Hintlilerin Namazı

hiranur

Aktif Üye
Katılım
5 Aralık 2009
Mesajlar
143
Tepki
231
Puan
43
Konum
darül fena
Dört Hintli bir mescitte Allah'a ibadet için namaza durmuşlar, rükû ve sücûda koyulmuşlardı.
Her biri niyet edip tekbir alarak huşu ile namaz kılmaktaydı.
Bu sırada müezzin içeriye girdi. Hintlilerin birisinin ağzından gayri ihtiyarî bir söz çıktı: “Müezzin, ezanı okudun mu, yoksa vakit var mı?”
Öbür Hintli, namaz içinde olduğu halde “Sus yahu, konuştun, namazın bozuldu” dedi.
Üçüncü Hintli ikincisine dedi ki: “Onu ne kınıyorsun baba, kendi derdine bak, kendini kına!”
Dördüncü “Hamd olsun ben, üçünüz gibi kuyuya düşmedim” dedi.
Hulâsa dördünün de namazı bozuldu. Âlemin ayıbını söyleyen daha fazla yol kaybeder.
Ne mutlu o kişiye ki kendi ayıbını görür. Kim birisinin ayıbını görürse o alınır, o ayıbı kendisinde bulur.

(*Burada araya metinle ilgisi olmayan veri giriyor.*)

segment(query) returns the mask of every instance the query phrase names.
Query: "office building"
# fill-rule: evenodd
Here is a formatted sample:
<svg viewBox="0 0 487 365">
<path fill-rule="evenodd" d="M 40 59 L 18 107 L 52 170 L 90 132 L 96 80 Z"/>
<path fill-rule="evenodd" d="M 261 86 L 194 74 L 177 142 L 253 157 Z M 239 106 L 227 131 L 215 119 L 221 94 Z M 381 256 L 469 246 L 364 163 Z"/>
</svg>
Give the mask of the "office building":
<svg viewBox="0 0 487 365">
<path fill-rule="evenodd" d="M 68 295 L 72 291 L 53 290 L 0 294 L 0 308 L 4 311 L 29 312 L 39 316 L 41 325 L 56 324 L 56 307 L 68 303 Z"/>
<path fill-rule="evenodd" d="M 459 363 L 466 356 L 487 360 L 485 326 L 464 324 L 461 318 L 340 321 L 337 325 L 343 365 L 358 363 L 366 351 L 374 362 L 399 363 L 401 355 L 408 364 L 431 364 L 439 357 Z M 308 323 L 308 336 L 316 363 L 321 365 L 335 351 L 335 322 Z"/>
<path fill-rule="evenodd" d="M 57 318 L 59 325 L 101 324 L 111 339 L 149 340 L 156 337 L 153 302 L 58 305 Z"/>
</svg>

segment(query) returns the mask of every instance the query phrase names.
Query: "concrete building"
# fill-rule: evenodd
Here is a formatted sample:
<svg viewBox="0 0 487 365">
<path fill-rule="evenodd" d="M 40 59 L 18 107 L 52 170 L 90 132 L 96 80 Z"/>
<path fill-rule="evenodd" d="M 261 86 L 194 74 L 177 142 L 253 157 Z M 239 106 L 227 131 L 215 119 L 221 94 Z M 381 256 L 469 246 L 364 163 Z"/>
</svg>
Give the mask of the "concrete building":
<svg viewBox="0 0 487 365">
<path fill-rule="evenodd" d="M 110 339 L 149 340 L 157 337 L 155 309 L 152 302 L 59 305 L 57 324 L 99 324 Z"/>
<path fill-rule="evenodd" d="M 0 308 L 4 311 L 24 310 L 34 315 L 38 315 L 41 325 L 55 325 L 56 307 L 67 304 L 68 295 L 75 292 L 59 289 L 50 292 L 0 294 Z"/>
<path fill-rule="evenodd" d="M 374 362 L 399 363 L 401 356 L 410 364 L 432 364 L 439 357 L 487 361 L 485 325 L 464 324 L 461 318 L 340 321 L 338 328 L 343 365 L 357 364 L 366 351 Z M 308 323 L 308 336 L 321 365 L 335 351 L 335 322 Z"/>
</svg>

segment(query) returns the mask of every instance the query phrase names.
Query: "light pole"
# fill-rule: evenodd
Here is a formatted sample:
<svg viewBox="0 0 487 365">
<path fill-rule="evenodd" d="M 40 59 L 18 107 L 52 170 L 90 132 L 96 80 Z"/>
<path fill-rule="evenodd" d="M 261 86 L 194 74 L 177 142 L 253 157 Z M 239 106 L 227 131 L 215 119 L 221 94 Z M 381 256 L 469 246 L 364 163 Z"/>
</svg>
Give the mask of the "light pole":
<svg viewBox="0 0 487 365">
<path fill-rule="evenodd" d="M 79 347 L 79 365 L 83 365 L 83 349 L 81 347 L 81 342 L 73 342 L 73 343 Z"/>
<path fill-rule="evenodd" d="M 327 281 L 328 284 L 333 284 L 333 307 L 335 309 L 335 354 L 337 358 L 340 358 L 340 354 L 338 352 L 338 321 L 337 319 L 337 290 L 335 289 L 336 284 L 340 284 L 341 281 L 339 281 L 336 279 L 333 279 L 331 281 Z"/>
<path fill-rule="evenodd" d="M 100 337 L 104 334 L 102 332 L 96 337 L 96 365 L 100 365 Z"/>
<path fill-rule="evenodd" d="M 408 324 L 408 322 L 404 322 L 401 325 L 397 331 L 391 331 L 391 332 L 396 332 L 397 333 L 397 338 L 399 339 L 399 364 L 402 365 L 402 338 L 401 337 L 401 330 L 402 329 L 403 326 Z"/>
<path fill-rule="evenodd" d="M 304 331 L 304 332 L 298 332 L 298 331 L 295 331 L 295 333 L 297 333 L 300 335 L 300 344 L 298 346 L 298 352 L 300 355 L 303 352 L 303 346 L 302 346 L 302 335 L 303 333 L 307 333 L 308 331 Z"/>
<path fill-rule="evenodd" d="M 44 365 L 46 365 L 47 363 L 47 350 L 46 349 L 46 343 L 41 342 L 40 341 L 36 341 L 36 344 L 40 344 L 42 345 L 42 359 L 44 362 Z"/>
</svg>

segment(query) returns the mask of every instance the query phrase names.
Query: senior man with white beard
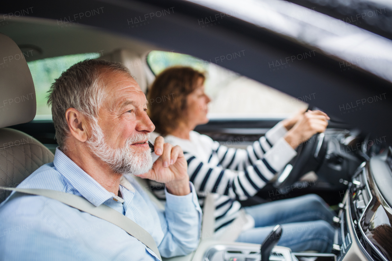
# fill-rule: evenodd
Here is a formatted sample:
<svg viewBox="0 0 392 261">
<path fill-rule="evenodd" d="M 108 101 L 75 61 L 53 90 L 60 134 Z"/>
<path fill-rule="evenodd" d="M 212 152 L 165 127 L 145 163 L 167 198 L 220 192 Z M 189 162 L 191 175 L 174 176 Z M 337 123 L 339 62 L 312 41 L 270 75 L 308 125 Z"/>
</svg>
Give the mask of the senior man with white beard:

Çünkü insanın yarısı ayıptandır, yarısı gayıptan!
Mademki başında onlarca yara var, merhemini başına vurmalısın.
Yarayı ayıplamak, ona merhem koymaktır. Sınık bir hale de düştü mü “Bir kavmin azizi zelil oldu mu acıyın ona” hadîsine mazhar olur.
Sen de o ayıp yoksa da yine emin olma. Olabilir ki o ayıbı sen de yaparsın, günün birinde o ayıp, senden de zuhur edebilir.
Allah'tan “Emin olmayın” sözünü duymadın mı? Peki, o halde neden müsterih ve emin oluyorsun?